Selon les estimations, le coût global pour les entreprises serait entre 320 millions et 1,2 milliard d’euros. Je ne sais pas si cette estimation correspond au coût d’investissement ou si le fonctionnement est pris en compte. Les entreprises auraient préféré éviter de telles dépenses qui ne renforcent pas leur activité.
Depuis plusieurs mois, Bercy avance un avantage pour les entreprises : quelques jours de trésorerie en plus, puisque les employeurs reverseront l’impôt à l’État entre huit jours et trois mois (selon la taille de l’entreprise) après le versement du salaire.
4. L’employé sera-t-il nu face à son employeur ?
L’argument est à mon avis le plus fort contre le prélèvement à la source, car il ne s’agit pas d’argument financier mais quasiment philosophique. Avec le prélèvement à la source, l’employeur devra collecter des informations supplémentaires sur ses employés.

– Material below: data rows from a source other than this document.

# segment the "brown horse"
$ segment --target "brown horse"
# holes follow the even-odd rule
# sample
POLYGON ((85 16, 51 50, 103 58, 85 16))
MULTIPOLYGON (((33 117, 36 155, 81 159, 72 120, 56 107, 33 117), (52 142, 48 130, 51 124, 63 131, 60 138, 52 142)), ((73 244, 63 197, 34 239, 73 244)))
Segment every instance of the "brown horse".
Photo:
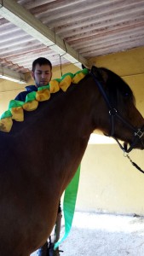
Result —
POLYGON ((0 256, 28 256, 45 242, 95 129, 144 148, 144 119, 130 87, 106 68, 92 72, 0 133, 0 256))

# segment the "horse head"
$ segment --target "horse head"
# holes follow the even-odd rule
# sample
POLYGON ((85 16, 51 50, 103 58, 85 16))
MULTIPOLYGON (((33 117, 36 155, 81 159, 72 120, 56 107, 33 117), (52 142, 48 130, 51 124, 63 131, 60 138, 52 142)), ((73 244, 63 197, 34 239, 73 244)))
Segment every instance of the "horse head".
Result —
POLYGON ((130 86, 107 68, 93 67, 91 73, 104 100, 106 114, 109 115, 107 119, 105 116, 101 130, 105 135, 115 138, 126 152, 133 148, 144 149, 144 119, 135 108, 135 96, 130 86), (107 124, 106 119, 108 120, 107 124), (124 147, 118 139, 124 142, 124 147))

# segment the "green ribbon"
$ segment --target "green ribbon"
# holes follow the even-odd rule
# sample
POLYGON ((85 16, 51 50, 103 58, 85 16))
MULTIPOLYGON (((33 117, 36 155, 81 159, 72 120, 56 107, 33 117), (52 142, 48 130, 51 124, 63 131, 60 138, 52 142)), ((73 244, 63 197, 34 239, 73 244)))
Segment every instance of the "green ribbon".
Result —
POLYGON ((68 184, 65 190, 64 201, 63 201, 63 212, 65 218, 65 234, 64 236, 55 243, 54 248, 56 249, 59 245, 67 237, 73 220, 77 194, 78 189, 80 176, 80 166, 78 166, 77 172, 75 173, 71 183, 68 184))

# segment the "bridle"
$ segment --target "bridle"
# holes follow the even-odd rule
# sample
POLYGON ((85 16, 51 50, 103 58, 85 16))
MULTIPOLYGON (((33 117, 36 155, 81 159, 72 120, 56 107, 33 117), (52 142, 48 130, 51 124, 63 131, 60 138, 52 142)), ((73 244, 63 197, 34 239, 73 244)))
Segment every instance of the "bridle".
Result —
MULTIPOLYGON (((107 105, 108 108, 108 113, 110 115, 110 121, 111 121, 111 131, 110 134, 106 135, 108 137, 112 137, 112 138, 114 138, 116 140, 116 142, 118 143, 118 144, 119 145, 120 148, 123 150, 124 156, 127 156, 128 159, 130 160, 130 162, 133 164, 133 166, 135 166, 137 169, 139 169, 141 172, 142 172, 144 173, 144 172, 135 164, 134 163, 131 159, 130 158, 130 156, 128 155, 128 153, 130 153, 135 147, 135 145, 136 145, 136 143, 141 141, 141 144, 143 145, 142 143, 142 137, 144 136, 144 125, 141 128, 135 128, 131 124, 130 124, 125 119, 124 119, 120 113, 118 112, 118 110, 113 108, 110 102, 110 100, 106 93, 106 91, 104 90, 104 88, 102 86, 102 84, 100 83, 100 81, 96 79, 95 75, 92 73, 90 73, 91 76, 93 77, 99 90, 101 91, 107 105), (133 132, 134 132, 134 139, 131 143, 131 144, 130 145, 130 148, 127 148, 127 143, 124 143, 124 146, 119 143, 118 139, 117 139, 114 137, 114 120, 115 119, 118 119, 119 120, 121 120, 126 126, 128 126, 133 132)), ((143 145, 144 146, 144 145, 143 145)))

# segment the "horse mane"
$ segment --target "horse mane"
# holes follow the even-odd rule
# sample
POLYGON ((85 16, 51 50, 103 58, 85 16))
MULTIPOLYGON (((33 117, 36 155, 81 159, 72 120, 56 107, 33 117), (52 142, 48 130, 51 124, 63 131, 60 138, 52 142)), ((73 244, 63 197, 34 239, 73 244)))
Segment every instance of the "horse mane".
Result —
POLYGON ((111 70, 105 67, 101 67, 101 70, 107 73, 106 92, 112 105, 115 108, 118 105, 122 108, 124 101, 126 105, 130 102, 135 104, 135 96, 127 83, 111 70))

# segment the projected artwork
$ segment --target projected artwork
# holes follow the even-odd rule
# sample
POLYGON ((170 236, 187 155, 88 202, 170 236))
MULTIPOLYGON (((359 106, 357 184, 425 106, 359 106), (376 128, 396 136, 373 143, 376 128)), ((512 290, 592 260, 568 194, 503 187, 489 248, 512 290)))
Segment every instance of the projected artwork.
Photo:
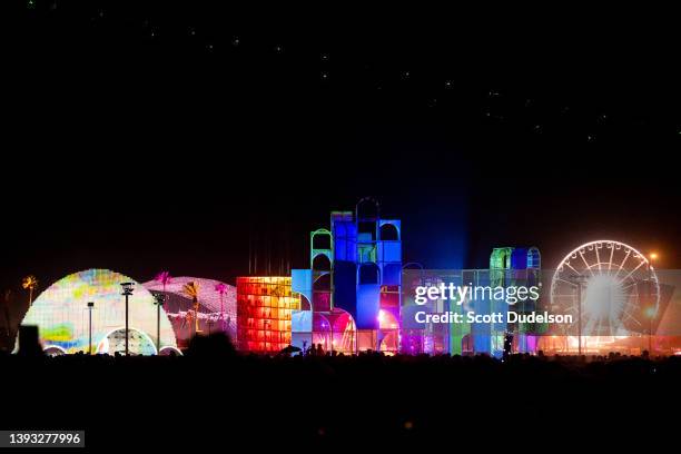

Cet argument, employé aussi bien par Jean-Luc Mélenchon que Laurent Wauquiez, mérite qu’on s’y arrête. L’idée générale est que si le salarié, dans une entreprise, a son conjoint avec un revenu nettement supérieur au sien, le taux moyen d’imposition sera annoncé fort. En cas de négociation salariale, l’employeur pourrait donc imaginer que la situation financière du ménage de l’employé serait plutôt aisée et que l’augmentation pourrait attendre. Les bases de la négociation seraient viciées par cette information clef.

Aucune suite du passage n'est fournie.